JOHN CHUCKMAN COMMENT: SILLY RUPERT CORNWELL SUGGESTS WHAT TRUMP COULD LEARN FROM MARTIN LUTHER KING - IT TURNS OUT UNKNOWN TO THE WRITER THAT THERE ARE ACTUALLY SOME STRONG CONNECTIONS BETWEEN THE TWO



COMMENT POSTED TO AN ARTICLE BY RUPERT CORNWELL IN THE INDEPENDENT AND PROMPTLY REMOVED


I actually doubt the author knows much about Martin Luther King, a man whose name has come to be used as a kind of cheap slogan by many.

Just to start with, comparing a non-politician to a politician is always a sign of shallowness in a writer.

"Why can't you be more like Jesus?" you could say to Tony Blair, but what a waste of breath it would be.

"King’s dignity against Trump’s coarseness..."

I liked Dr. King very much and wept when he died, but studying his life in some detail certainly proved he was a human being and not a walking monument.

He did regularly have liaisons with various women as he travelled on the road, including women who in some cases were little more than the "I did it with a celebrity" type, society types, well-off white women, and others.

Hardly dignified.

There is a kind of deep connection between the two men nevertheless.

King was unquestionably a brave man, and he, in his last days, had switched from just being a civil rights leader to being an opponent of the establishment, especially where the murderous Vietnam War was concerned.

I do think that switch is what cost him his life. The establishment at that time was afraid with less tame leaders like Malcolm X (killed earlier) having taken over some of civil rights and the first thunder of the Black Power movement.

Suddenly, there was King speaking against an American War and lending his support to things like strikes by black workers, and that sent shivers through some. He was supposed to just be just a preacher leading rights marches, after all.

Not only were blacks about a quarter of the bodies they sent to Vietnam - out of all proportion to their share of population, which including just men is around 6% - but the double threat of Black Power and direct opposition to a major American policy and getting mixed up in labor strife was for them scary stuff.

I do believe that King's assassination was no accident of one semi-retarded man with a rifle deciding to shoot him.

Now, Trump also very much disturbs the establishment, very much, or otherwise someone like Cornwell wouldn't even be writing this thoughtless nonsense.

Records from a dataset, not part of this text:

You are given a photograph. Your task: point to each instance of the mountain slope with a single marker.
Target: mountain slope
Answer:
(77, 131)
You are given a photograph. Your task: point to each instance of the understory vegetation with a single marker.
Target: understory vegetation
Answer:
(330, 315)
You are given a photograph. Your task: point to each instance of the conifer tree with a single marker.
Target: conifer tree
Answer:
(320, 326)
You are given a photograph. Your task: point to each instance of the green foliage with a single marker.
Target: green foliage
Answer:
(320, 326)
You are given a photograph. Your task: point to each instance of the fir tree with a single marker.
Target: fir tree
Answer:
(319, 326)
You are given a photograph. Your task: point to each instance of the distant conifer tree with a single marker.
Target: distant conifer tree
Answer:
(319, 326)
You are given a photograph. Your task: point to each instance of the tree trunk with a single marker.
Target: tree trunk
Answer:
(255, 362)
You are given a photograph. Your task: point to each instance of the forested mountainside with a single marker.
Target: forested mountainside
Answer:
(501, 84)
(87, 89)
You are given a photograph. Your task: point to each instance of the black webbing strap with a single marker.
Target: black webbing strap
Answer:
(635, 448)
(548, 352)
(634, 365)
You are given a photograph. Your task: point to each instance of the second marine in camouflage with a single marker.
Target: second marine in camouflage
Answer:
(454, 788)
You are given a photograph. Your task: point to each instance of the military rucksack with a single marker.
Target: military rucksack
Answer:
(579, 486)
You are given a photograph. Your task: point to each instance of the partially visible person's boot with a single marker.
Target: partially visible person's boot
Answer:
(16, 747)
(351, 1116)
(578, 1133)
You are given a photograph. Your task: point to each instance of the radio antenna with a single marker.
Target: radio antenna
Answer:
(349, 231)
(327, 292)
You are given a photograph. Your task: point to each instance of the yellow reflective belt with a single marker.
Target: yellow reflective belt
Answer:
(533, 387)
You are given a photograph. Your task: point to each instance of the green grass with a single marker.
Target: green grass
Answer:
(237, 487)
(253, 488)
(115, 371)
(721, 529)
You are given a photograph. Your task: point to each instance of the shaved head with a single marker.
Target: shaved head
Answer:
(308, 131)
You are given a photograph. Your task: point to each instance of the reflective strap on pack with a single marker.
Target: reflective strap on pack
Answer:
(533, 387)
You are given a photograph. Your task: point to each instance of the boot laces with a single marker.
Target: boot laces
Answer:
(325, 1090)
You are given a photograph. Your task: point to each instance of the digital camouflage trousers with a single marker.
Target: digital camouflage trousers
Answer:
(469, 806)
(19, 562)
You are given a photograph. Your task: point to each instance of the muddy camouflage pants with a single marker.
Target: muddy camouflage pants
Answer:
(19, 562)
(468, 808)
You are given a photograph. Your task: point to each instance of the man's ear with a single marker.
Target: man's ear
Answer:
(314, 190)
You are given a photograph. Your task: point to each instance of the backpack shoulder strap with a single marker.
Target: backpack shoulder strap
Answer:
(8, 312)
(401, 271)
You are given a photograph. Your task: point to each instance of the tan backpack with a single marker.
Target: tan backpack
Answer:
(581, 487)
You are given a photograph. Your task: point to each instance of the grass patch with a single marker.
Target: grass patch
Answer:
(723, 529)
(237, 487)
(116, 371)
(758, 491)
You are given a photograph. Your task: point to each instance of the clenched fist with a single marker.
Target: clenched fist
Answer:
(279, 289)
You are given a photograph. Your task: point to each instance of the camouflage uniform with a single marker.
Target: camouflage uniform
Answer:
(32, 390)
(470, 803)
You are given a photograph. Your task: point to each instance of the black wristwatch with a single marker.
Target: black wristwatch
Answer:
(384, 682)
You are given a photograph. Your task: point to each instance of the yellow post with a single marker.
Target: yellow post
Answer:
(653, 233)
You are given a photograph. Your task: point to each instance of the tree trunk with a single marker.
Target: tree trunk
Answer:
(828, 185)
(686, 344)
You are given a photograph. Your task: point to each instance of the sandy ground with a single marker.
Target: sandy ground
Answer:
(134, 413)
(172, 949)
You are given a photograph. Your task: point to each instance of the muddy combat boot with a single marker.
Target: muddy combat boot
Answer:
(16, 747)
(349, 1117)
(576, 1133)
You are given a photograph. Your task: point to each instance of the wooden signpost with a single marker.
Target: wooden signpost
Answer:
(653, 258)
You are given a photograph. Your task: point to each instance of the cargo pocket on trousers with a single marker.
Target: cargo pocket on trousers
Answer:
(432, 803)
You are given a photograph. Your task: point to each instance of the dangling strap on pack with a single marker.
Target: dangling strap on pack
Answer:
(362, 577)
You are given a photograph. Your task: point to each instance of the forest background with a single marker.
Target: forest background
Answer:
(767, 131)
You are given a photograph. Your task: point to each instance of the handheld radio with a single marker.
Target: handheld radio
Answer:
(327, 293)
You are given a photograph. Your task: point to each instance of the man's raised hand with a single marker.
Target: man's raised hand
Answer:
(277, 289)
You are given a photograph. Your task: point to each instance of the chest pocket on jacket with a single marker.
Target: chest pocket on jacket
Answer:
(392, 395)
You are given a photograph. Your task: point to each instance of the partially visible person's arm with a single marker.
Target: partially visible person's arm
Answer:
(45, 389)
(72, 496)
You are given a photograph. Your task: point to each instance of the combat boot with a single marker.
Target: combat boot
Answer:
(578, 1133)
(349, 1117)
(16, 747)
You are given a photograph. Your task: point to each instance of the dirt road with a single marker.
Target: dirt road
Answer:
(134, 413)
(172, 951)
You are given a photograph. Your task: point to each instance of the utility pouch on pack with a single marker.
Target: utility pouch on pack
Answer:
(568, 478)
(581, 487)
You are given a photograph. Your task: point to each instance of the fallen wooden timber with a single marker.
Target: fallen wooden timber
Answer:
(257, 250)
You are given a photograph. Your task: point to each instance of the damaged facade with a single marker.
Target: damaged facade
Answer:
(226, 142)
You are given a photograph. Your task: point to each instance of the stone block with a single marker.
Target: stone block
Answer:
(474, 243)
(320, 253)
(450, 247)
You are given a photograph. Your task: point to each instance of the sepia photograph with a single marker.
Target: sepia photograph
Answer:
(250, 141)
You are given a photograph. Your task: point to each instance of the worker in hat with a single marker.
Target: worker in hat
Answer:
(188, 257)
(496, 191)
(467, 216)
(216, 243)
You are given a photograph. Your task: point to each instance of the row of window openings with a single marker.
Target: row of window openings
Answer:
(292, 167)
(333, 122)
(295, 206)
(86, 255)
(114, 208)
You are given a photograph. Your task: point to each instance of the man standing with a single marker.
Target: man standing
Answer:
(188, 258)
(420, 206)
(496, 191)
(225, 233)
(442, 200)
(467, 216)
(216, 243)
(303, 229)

Trump has different aims than King, but they not entirely different. He wants to put an end to the insanity of the entire Middle East being in flames - having killed about 2 million in the Bush-Obama era - and to the US being in the business of overthrowing governments on a regular basis.

In its way, it is as radical as King's stance on the holocaust of Vietnam, a place where the US eventually slaughtered about 3 million people.

And Trump has been threatened with assassination, a number of times by people who support the godawful Neocon Wars.

You know, heroism is about what a person tries doing despite opposition from powerful forces, and Trump may just prove something of a genuine hero.

He definitely has King's courage, even if he lacks the eloquence, and that's something the establishment fears too.